O poeta e eu nos ligamos pela poesia. Quando publiquei meu primeiro livro de poemas Sangue de romã, enviei um exemplar a ele com a certeza de que não receberia qualquer resposta.

Porque, em geral, é isso que acontece: editores não se interessam por novos autores, escritores consagrados ignoram os iniciantes. Mas, com Manoel foi diferente. Ele me mandou a sua típica cartinha, elogiando muito a minha poesia, o que me deixou incrédula.

Roberto Romano, o filósofo que fez a apresentação do meu livro, já o elogiara muito. Mesmo assim, eu não acreditava o suficiente na qualidade da minha arte.
Manoel se tornou para mim o que chamo de “pai póetico”. Além de grande amigo, de interlocutor, por vários anos. Agora que o poeta não pode mais me escrever, devido a complicações de saúde, eu me preencho me recordando de nossas conversas por telefone, pensando em seu caráter, em sua humildade de artista que teve a “sorte” de se tornar um nome e vender livros, e relendo-o.
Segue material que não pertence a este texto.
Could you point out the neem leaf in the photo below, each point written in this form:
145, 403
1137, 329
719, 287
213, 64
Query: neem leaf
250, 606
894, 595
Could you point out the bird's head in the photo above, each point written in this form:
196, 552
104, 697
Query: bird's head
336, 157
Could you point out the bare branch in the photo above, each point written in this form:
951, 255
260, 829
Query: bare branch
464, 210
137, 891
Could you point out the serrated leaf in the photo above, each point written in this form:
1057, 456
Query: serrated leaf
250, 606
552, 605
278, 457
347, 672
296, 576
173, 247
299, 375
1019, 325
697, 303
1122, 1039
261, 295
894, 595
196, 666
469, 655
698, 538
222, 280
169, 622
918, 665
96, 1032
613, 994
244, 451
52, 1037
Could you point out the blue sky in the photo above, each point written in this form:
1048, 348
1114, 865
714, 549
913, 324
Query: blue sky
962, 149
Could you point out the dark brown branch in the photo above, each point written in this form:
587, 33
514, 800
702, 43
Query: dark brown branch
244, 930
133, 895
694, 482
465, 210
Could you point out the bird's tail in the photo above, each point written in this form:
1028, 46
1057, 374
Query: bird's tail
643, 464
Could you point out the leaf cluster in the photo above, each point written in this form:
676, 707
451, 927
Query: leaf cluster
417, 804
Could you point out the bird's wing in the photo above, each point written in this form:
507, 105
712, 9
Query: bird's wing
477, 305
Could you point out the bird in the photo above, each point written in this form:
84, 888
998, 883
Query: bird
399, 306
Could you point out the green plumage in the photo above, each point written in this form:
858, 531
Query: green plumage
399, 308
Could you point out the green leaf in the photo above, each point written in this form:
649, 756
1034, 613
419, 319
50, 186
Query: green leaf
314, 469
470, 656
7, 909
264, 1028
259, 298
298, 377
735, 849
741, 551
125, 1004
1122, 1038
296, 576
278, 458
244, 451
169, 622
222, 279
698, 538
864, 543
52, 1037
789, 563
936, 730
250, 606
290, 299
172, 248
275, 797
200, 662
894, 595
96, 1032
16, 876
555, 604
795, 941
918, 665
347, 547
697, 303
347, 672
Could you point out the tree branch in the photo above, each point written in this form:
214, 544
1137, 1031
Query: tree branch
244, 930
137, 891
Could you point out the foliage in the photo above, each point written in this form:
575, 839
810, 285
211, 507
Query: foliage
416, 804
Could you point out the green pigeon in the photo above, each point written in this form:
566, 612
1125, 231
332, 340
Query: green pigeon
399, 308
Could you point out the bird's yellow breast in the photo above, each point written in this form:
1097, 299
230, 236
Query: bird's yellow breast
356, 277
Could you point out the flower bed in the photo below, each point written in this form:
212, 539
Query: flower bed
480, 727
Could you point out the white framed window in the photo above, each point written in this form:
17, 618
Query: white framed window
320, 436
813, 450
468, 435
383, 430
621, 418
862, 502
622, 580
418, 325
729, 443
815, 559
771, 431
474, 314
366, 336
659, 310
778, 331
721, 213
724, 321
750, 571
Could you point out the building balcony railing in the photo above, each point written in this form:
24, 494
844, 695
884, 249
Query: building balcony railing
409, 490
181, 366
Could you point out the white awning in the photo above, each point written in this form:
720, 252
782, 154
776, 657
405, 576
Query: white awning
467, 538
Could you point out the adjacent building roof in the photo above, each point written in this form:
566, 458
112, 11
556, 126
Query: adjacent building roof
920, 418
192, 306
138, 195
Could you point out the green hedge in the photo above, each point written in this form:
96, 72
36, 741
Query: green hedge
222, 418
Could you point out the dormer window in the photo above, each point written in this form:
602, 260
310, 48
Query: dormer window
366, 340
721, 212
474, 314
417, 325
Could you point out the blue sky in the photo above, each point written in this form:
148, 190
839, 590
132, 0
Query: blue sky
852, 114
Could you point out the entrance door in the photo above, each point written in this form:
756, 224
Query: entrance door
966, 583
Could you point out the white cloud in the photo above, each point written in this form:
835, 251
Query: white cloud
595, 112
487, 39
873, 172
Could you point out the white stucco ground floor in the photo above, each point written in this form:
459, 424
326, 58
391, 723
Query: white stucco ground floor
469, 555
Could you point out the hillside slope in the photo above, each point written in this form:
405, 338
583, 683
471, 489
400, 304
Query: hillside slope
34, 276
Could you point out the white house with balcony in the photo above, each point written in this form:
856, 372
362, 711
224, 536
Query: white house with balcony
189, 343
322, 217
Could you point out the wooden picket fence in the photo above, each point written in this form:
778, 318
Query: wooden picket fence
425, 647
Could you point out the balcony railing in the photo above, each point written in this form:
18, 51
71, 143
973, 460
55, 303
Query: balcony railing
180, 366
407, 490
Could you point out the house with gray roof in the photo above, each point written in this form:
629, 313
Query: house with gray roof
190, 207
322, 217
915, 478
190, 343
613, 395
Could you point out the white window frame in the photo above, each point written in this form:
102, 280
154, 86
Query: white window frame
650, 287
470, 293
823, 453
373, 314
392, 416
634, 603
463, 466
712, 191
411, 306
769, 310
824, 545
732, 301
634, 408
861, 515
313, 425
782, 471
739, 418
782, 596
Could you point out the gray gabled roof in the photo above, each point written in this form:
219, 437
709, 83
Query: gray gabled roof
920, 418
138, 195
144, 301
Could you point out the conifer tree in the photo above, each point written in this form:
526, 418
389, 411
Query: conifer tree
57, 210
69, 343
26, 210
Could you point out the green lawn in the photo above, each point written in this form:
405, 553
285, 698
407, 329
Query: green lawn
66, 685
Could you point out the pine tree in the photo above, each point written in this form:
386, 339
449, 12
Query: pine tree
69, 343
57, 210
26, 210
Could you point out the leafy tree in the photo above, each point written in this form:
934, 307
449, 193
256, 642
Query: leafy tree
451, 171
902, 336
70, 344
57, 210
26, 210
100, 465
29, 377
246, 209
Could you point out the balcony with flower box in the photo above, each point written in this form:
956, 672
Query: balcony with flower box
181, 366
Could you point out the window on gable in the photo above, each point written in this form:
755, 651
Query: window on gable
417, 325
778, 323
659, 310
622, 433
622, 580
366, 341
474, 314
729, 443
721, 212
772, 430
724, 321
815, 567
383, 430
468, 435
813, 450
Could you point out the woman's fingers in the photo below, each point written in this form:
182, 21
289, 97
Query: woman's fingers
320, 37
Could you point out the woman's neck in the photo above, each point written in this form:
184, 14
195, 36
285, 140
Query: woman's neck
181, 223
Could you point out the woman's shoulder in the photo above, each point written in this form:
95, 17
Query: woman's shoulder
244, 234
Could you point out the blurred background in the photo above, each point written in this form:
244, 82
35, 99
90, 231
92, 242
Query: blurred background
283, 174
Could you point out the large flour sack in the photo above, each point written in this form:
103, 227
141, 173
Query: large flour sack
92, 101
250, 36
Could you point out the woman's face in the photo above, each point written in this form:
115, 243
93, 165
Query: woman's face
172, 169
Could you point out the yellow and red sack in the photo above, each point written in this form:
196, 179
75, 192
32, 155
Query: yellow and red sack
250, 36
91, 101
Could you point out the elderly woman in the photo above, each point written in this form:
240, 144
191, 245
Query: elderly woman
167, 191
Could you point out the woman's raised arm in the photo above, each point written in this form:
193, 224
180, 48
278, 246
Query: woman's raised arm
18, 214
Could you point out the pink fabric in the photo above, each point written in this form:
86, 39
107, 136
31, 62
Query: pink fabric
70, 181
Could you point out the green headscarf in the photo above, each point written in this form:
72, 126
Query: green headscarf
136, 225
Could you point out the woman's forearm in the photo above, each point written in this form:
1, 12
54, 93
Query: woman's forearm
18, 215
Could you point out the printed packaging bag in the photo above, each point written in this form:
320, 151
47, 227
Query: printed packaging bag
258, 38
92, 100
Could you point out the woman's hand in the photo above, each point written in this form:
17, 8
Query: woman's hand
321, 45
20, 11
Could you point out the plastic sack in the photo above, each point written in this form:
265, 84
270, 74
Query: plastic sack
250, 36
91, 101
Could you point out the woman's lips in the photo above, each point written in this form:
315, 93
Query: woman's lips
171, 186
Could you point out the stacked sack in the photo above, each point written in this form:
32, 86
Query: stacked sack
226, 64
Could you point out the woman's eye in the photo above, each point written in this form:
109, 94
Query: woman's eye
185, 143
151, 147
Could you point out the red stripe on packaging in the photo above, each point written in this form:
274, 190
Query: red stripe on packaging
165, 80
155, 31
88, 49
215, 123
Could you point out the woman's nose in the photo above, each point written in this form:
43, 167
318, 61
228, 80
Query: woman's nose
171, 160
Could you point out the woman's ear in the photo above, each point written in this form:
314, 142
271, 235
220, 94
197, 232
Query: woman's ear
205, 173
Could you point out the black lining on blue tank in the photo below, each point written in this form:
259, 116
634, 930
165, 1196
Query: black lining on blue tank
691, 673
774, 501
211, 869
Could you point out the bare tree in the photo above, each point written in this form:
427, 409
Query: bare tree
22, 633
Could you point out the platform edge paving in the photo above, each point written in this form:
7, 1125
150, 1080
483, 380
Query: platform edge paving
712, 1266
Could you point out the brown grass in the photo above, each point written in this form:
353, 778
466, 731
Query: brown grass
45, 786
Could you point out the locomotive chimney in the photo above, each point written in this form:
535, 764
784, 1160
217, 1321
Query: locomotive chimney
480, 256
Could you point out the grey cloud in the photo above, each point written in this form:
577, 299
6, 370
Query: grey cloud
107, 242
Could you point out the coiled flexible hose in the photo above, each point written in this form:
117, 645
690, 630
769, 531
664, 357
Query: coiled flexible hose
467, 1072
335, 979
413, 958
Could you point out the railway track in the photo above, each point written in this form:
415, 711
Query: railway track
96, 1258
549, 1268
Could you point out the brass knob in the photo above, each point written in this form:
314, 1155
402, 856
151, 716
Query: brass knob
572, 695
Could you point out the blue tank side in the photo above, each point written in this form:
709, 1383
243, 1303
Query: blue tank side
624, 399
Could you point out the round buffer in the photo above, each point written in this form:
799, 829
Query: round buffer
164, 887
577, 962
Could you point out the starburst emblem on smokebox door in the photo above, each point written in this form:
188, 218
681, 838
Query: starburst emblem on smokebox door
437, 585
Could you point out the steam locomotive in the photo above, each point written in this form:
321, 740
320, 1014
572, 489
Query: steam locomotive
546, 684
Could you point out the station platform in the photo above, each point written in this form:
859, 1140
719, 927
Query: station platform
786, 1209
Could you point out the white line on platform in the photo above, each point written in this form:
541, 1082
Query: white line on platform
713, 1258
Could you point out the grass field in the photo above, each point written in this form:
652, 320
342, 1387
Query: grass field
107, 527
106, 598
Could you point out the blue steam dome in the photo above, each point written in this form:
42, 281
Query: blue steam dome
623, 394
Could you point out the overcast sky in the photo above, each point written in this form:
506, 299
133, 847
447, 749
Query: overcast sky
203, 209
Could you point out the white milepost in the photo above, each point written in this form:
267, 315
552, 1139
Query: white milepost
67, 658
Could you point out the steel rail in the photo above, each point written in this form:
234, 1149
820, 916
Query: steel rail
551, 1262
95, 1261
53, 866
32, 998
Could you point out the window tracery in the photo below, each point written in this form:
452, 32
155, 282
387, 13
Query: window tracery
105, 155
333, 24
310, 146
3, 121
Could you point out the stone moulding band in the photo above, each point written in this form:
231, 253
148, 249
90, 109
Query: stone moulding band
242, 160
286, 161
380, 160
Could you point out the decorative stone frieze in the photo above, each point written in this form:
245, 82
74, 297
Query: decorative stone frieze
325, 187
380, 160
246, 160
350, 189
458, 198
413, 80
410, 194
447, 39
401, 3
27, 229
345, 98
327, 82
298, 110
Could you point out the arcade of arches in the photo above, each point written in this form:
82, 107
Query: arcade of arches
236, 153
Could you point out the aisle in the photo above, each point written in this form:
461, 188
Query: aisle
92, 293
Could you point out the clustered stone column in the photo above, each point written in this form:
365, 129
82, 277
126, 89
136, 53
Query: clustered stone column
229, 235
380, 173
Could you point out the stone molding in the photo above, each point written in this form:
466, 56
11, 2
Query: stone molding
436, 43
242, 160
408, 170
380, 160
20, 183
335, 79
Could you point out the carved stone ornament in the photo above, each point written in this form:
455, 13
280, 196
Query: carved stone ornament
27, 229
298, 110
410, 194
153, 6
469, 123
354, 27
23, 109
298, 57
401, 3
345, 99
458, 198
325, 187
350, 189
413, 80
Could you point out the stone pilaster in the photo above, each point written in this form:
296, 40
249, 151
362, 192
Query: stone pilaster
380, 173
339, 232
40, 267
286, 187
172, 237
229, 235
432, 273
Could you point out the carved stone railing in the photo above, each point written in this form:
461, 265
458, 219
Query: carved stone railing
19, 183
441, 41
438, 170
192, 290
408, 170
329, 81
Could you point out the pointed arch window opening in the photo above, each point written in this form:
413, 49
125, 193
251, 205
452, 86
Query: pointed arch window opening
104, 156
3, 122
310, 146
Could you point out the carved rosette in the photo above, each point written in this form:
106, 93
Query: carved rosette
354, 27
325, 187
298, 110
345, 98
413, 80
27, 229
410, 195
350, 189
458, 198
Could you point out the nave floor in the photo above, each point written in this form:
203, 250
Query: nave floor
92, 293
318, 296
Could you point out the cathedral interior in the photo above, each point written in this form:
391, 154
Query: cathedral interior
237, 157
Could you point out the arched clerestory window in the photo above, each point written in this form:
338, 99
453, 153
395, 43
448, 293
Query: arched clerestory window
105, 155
Dentre os presentes que me deu, há uma relíquia: Gramática Expositiva do Chão (Poesia quase toda), 3ª edição, 1996, com Introdução de Berta Waldman, professora de teoria literária da UNICAMP, aposentada. Quando disse a ele que a Berta tinha sido minha professora, me perguntou: você gosta dela? Respondi: gosto sim. É, ela foi muito simpática comigo, ele disse. Neste livro há uma parte valiosa – Conversas por escrito (Entrevistas: 1970 – 1989), que eu adoro ler e reler. É onde encontro o poeta-filósofo. Transcrevo uma das perguntas e respectiva resposta, da entrevista a José Otávio Guizzo, Revista Grifo, Campo Grande, MS, que muito me toca, me acende a lanterna da transfiguração do processo criativo que se confunde com a transfiguração do ser.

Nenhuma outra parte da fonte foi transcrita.